22 July As the death toll mounts in the war-torn capital of Liberia, where the streets are jammed with thousands of displaced people, the United Nations top refugee official today joined Secretary-General Kofi Annan's call for an immediate end to the latest round of fighting between rebels and forces loyal to embattled President Charles Taylor.

Rudd Lubbers, the UN High Commissioner for Refugees (UNHCR), has echoed the sentiments of the Secretary-General, who yesterday warned that Liberia is "poised between hope and disaster" and stressed that the prompt and urgent deployment of troops is needed to salvage the situation.

Amid reports of shelling and heavy loss of life, UNHCR is gravely concerned over the horrific situation and the fate of tens of thousands of displaced people and refugees now jamming the streets of Monrovia, a spokesman for the agency said during a press briefing in Geneva. Many terrified people are again seeking refuge in the UNHCR compound in the capital's Mamba Point district, including hundreds of Sierra Leonean refugees who have been awaiting emergency evacuation.

The agency has returned some 1,250 Sierra Leonean refugees home on the ship MV Overbeck since 4 July. But as serious fighting raged in the city's port area over the weekend, the ship was unable to dock safely and had to return empty to Freetown. Some 300 would-be returnees had been scheduled to make that trip. UNHCR estimated that there might be close to 15,000 Sierra Leonean refugees sill in Monrovia.

Meanwhile, a day after a thunderous barrage of shells rained down on the city in the bloodiest fighting during the rebels' latest attempt to seize the capital that began two months ago, the UN World Food Programme (WFP) reported that hundreds of thousands of people have sought refuge in makeshift shelters across the city, leaving them without access to adequate food supplies and in urgent need of assistance.

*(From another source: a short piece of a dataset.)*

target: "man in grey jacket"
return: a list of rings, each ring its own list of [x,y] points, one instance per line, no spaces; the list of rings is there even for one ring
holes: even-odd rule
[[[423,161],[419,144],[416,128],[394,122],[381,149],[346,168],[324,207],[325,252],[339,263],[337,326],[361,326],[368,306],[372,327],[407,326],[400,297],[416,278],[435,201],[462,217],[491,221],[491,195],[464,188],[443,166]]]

The agency said it feared the situation is rapidly developing into a humanitarian catastrophe. "Thousands of people are crowded into churches, schools and other temporary shelters without running water or food. Many of them need help now, but as long as the fighting continues, there is no way that we can get supplies to them," said Gregory Blamoh, WFP's Officer-in-Charge in Monrovia.

The previous attacks on Monrovia have displaced around 200,000 people, many of who were too afraid to go home when the clashes subsided. WFP said that the latest battles have forced even more people to flee, with many heading east towards the airport. While it is extremely difficult to get an accurate idea of the number of people who have now been displaced, some estimates put the figure at over 300,000.

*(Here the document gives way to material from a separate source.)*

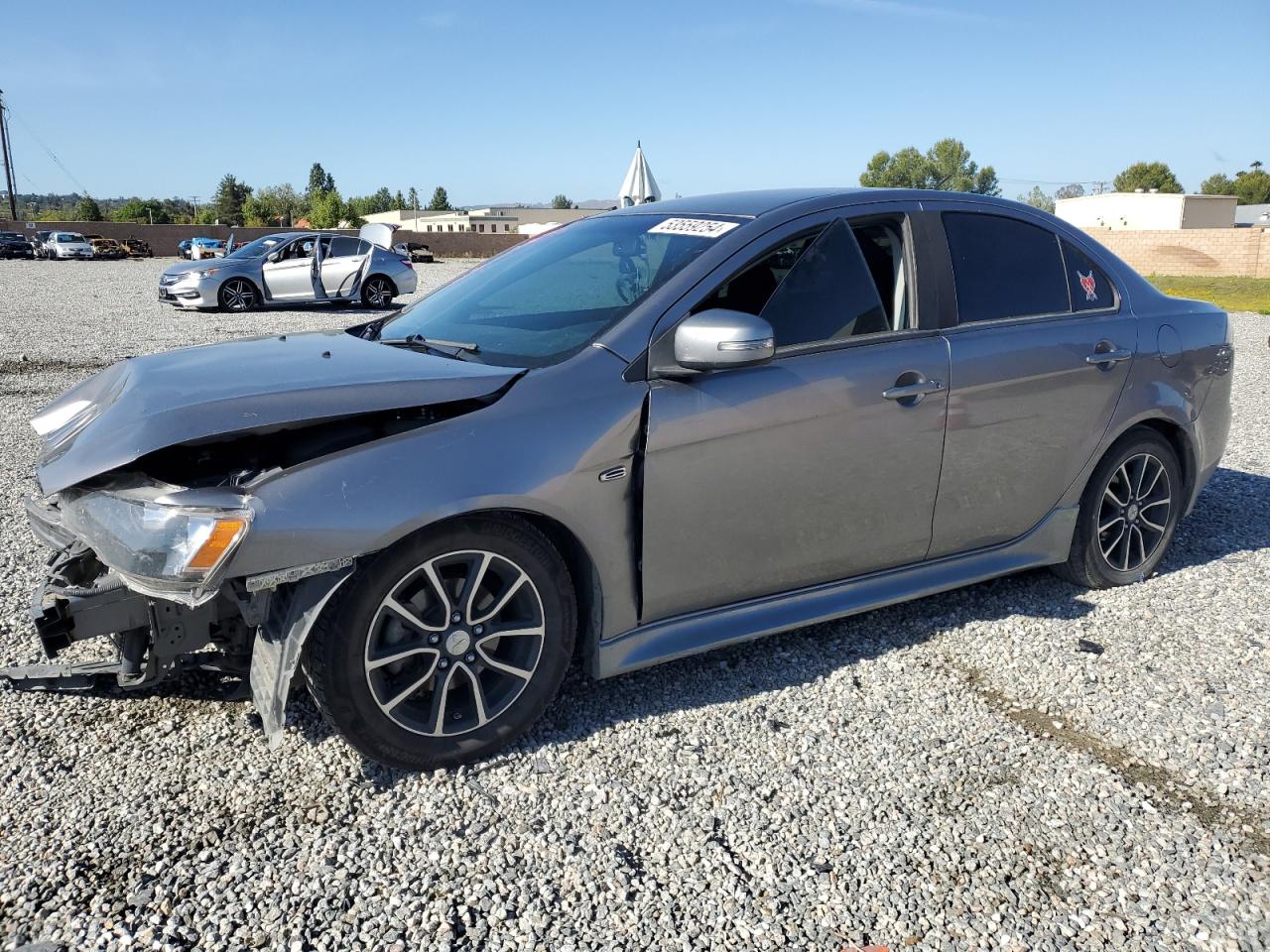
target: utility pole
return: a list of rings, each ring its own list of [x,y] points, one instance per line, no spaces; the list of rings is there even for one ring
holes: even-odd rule
[[[4,151],[4,185],[9,193],[9,217],[18,221],[18,183],[13,174],[13,146],[9,142],[9,110],[4,104],[4,90],[0,89],[0,149]]]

In the Sierra Leonean capital Freetown, the UN Humanitarian Coordinator for Liberia, Marc Destanne de Bernis, voiced his deep concern regarding the desperate humanitarian situation in Liberia. Speaking at a press briefing, he said intense shelling and gunfire is causing widespread displacement within and outside Monrovia, in areas where there is inadequate shelter or means of survival, and that the Government has already reported over 600 deaths. "If fighting does not cease the death toll will continue to rise," he warned.

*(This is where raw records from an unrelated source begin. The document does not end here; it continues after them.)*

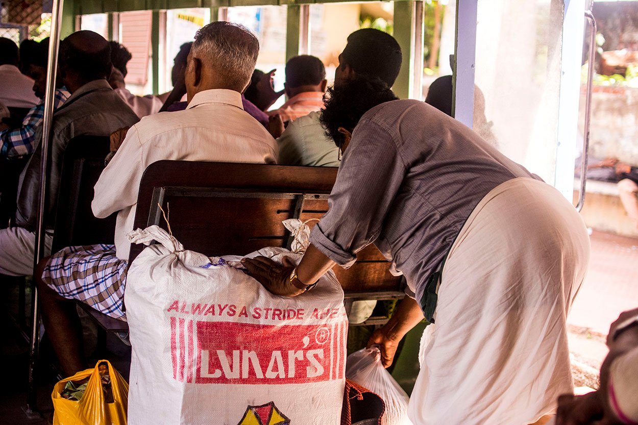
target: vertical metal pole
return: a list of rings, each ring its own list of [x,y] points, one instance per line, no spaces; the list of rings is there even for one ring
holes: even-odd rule
[[[590,24],[590,57],[587,64],[587,93],[585,96],[585,131],[582,137],[582,153],[581,154],[581,191],[578,195],[576,211],[579,212],[585,205],[585,190],[587,186],[587,162],[590,155],[590,121],[591,118],[591,93],[593,91],[594,67],[596,66],[596,19],[591,10],[585,11],[585,17]]]
[[[452,68],[452,115],[472,128],[474,117],[474,68],[478,0],[458,0],[456,39]]]
[[[299,54],[310,52],[310,5],[302,4],[299,9]]]
[[[42,121],[42,141],[40,147],[42,156],[40,163],[40,182],[38,191],[38,223],[36,232],[35,252],[33,256],[34,271],[44,253],[45,214],[47,206],[47,175],[48,163],[51,128],[53,125],[53,102],[57,71],[57,51],[60,43],[60,27],[62,25],[62,7],[64,0],[53,0],[51,17],[50,42],[48,45],[48,61],[47,64],[47,91],[44,98],[44,117]],[[35,382],[36,366],[40,346],[40,309],[38,288],[33,286],[31,301],[31,347],[29,356],[29,391],[25,412],[27,415],[36,414],[37,387]]]
[[[578,137],[581,64],[585,27],[584,0],[565,0],[561,45],[558,136],[554,187],[570,201],[574,197],[574,168]],[[590,65],[591,66],[591,65]],[[584,170],[581,170],[584,173]]]
[[[299,54],[301,6],[288,4],[286,19],[286,61]]]
[[[152,75],[153,94],[160,93],[160,21],[159,10],[152,11],[152,24],[151,29],[151,61]]]
[[[29,26],[27,25],[21,25],[18,28],[18,31],[20,32],[20,42],[22,43],[24,40],[29,38]]]
[[[119,12],[110,12],[107,16],[108,38],[119,43]]]
[[[119,12],[113,12],[111,13],[111,40],[119,43]]]
[[[410,91],[410,98],[424,100],[423,99],[423,37],[425,32],[423,15],[425,13],[424,1],[414,2],[412,12],[412,52],[414,63],[412,70],[412,84]]]
[[[394,2],[394,31],[393,35],[403,54],[401,70],[392,90],[401,99],[409,99],[412,94],[414,74],[414,1]]]
[[[167,20],[168,14],[165,10],[160,11],[160,34],[159,43],[158,43],[158,56],[160,89],[158,93],[163,93],[168,89],[167,76],[166,71],[167,61]]]
[[[212,15],[212,14],[211,14]],[[225,7],[219,8],[217,10],[217,20],[227,21],[228,20],[228,8]]]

Relief agencies have not been able to access food supplies at the port and warehouses behind rebel lines to provide much needed assistance to the population, he noted. In addition, the extremely poor health and sanitation situation in Monrovia has lead to recent outbreaks of cholera, measles and malaria, which could be further intensified if not addressed and contained immediately.

Mr. Destanne de Bernis called on all the parties to the conflict to stop the fighting and observe the ceasefire, to respect international humanitarian law and ensure the protection of civilians and humanitarian workers. He also urged the international community to provide additional funding in order to strengthen the response to the humanitarian crisis.